Pseudorandomness powers encryption schemes from Ronald Rivest, Adi Shamir, and Leonard Adleman's public-key work; key exchange protocols from Whitfield Diffie and Martin Hellman; and practical systems developed at National Security Agency-affiliated research and academic labs at MIT, Stanford University, and University of California, Berkeley. Randomized algorithms benefiting include primality tests influenced by Gary Miller and Manindra Agrawal (AKS), hashing schemes by Donald Knuth and Robert Sedgewick, Monte Carlo methods used in computational physics at CERN, and streaming algorithms inspired by Michael Mitzenmacher and Edo Liberty. Pseudorandom constructions are essential for zero-knowledge proofs from Shafi Goldwasser and Silvio Micali, multiparty computation research by Oded Goldreich and Moni Naor, and blockchain protocols studied by Satoshi Nakamoto-related research communities.

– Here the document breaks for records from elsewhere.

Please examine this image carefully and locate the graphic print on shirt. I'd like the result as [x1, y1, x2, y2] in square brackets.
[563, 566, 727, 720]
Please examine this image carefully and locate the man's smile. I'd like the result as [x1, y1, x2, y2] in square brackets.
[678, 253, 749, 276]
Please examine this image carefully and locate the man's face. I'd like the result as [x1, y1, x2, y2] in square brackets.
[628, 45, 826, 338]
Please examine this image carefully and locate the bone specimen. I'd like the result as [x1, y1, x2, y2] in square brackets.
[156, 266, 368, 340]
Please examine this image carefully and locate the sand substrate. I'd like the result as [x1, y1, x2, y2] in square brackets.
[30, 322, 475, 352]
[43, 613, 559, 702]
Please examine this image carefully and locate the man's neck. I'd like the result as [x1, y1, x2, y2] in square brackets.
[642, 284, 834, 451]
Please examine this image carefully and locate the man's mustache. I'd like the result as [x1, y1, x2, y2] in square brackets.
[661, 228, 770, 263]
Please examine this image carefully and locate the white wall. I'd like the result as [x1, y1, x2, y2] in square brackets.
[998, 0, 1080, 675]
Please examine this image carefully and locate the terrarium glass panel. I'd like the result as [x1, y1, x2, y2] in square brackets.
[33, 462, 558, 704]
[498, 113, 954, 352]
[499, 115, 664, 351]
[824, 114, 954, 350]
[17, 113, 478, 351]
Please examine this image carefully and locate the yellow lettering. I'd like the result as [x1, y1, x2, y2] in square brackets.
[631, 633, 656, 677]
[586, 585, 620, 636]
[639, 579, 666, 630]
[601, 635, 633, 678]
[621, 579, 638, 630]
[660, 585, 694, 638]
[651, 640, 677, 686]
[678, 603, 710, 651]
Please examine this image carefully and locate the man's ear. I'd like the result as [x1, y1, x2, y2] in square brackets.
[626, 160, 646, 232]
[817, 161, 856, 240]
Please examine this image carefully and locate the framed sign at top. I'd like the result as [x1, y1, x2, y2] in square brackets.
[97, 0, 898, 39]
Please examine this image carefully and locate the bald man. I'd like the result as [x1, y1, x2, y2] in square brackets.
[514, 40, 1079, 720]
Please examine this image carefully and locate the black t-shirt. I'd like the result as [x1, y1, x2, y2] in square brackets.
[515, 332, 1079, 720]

Techniques include hardness amplification from Russell Impagliazzo and Avi Wigderson, extractors by Noam Nisan and David Zuckerman, and reductions in the style of Stephen Cook and Richard Karp. Complexity-theoretic barriers and results relate to derandomization programs by László Babai, Noam Nisan, Avi Wigderson, and hardness assumptions studied by Peter Shor and Miklós Ajtai. Algebraic methods employ finite field theory linked to work by Évariste Galois-historical lineage and coding-theory constructions advanced by Robert Gallager and Elias Peter Berlekamp. Recent progress connects to quantum-resistant constructions researched by Peter Shor, Lov Grover, and lattice-based proponents such as Chris Peikert.
Implementations range from software libraries at Google and Microsoft Research to hardware RNG replacements in devices designed by Intel Corporation and ARM Holdings, and standardization by National Institute of Standards and Technology and Internet Engineering Task Force. Limitations arise from side-channel vulnerabilities studied by Paul Kocher and Dan Boneh, seed-management failures documented in incidents involving Linux and OpenSSL projects, and theoretical constraints like impossibility results tied to work by Michael Sipser and Juraj Hromkovič. Ongoing research spans post-quantum resilience pursued by National Institute of Standards and Technology efforts and industry groups at European Telecommunications Standards Institute.